Jo was one of many summer ’64 civil rights foot soldiers who quickly became leaders on campus in the fall of 1964 when the Berkeley administration tried to end the political tables on campus. Jo is no longer like her mother, a volunteer following Democratic Party male leaders, but is now certified leader herself. What’s invaluable about the second half of the book is her description of the crucial Free Speech Movement (F.S.M.) from the point of view of a moderate leader from the Young Democrats.
The F.S.M. was always divided between the radicals (civil rights activists) and the moderates—Young Democrats, Young Republicans, young civil libertarians. Freeman shows in student politics the play of democracy, the fights over tactics, and the short-lived “right” revolt that she led. Further, she points out that the administration by threatening to expel seven students finally pushed the moderates to side with the civil rights radicals to have a sit-in and campus-wide strike. In the photo of the sit-in itself she includes two sit-inners: Don Castelberry of the Young Republicans holds up an American flag as he stands next to Jo, a leader of the Young Democrats, addressing the crowd. What Freeman shows so brilliantly is that moderate Democratic Party youth and even Republican Party youth made the ‘60s possible when they joined the civil rights and anti-war protests.

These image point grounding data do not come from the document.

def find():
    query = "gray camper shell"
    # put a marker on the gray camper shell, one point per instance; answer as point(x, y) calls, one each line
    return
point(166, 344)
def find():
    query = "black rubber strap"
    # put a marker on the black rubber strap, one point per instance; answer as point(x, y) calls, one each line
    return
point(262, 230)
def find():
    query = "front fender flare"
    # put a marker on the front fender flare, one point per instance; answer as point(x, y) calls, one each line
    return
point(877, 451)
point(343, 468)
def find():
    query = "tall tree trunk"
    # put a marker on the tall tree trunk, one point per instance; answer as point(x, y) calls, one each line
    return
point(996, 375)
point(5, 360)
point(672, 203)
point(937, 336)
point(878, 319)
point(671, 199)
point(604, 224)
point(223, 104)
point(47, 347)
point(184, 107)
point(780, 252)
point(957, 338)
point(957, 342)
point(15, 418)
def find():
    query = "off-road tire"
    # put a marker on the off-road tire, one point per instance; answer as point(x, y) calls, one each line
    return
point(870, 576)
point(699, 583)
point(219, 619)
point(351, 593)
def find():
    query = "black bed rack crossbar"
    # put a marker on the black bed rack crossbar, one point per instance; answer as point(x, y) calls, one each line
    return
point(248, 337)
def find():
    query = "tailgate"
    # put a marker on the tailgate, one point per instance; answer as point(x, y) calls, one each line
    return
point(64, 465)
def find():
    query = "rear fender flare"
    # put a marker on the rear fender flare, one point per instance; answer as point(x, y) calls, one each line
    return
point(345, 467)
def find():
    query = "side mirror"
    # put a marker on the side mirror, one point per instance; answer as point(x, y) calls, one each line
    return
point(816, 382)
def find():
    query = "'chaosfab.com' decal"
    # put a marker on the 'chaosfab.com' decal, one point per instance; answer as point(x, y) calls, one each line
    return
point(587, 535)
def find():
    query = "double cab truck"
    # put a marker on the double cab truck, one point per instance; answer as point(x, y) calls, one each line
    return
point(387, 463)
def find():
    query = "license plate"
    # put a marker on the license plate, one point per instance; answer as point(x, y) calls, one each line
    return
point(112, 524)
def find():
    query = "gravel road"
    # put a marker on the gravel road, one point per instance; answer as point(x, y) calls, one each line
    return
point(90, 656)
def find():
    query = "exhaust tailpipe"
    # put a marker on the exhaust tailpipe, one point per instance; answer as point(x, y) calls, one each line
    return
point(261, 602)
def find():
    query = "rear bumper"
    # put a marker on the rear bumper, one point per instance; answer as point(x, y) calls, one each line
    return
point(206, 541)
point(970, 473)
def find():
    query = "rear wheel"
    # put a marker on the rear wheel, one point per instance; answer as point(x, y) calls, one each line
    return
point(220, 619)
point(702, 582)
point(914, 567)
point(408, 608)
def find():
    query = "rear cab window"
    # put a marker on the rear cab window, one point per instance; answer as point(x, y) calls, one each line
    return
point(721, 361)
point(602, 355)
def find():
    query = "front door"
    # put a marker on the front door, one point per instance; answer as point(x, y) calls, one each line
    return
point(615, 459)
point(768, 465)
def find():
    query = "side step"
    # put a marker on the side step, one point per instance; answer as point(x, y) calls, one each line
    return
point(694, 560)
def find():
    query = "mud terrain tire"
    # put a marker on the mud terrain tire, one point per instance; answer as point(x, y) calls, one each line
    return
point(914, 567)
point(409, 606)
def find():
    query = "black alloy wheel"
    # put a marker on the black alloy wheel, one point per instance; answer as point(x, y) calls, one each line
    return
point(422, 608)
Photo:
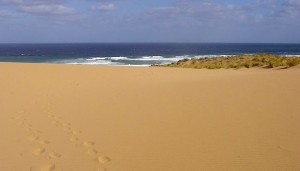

As Freeman says, the newspapers and other mass media did a terrible job reporting on the events in Berkeley saying that student mobs participate in riots and strike at Berkeley which were Communist led—all was untrue. She points out that UC President Kerr, even though he know the allegations about Communist influence was untrue, still redbaited the students in the papers. Given the blast of negative media, polls said 74% of Californians disapproved of the students in Berkeley, so the state legislature quickly rushed to punish the students with a host of bills and also two investigations, one led by State Senator Hugh Burns.
Burns issued a report slandering the Free Speech Movement saying that it was Communist-controlled and President Kerr was a Commie dupe. The next year after her graduation Freeman went to work in the South to register voters in Alabama and Mississippi where such activist had already been killed; leaflets in Alabama and a Mississippi newspaper cited the Burns report’s slanders as evidence that she was a Communist agitator. Further, the redbaiting against Kerr cost him his job as head of the University of California after Regan was elected governor. Thus Freeman showed that redbaiting slanders continued well into the 1960s still costing a few people their jobs and endangered their lives. As an historian looking back, she says that the early 1960s in Berkeley helped limit the McCarthyism redbaiting allowing democratic space to open up.
I hope she writes a second autobiography describing how she faced segregationists in the Deep South to register blacks and voters and then how she fared during the late 1960s during the Vietnam War and the beginning women’s movement. Freeman was indeed a trailblazer, so I’m interested to find where she went next.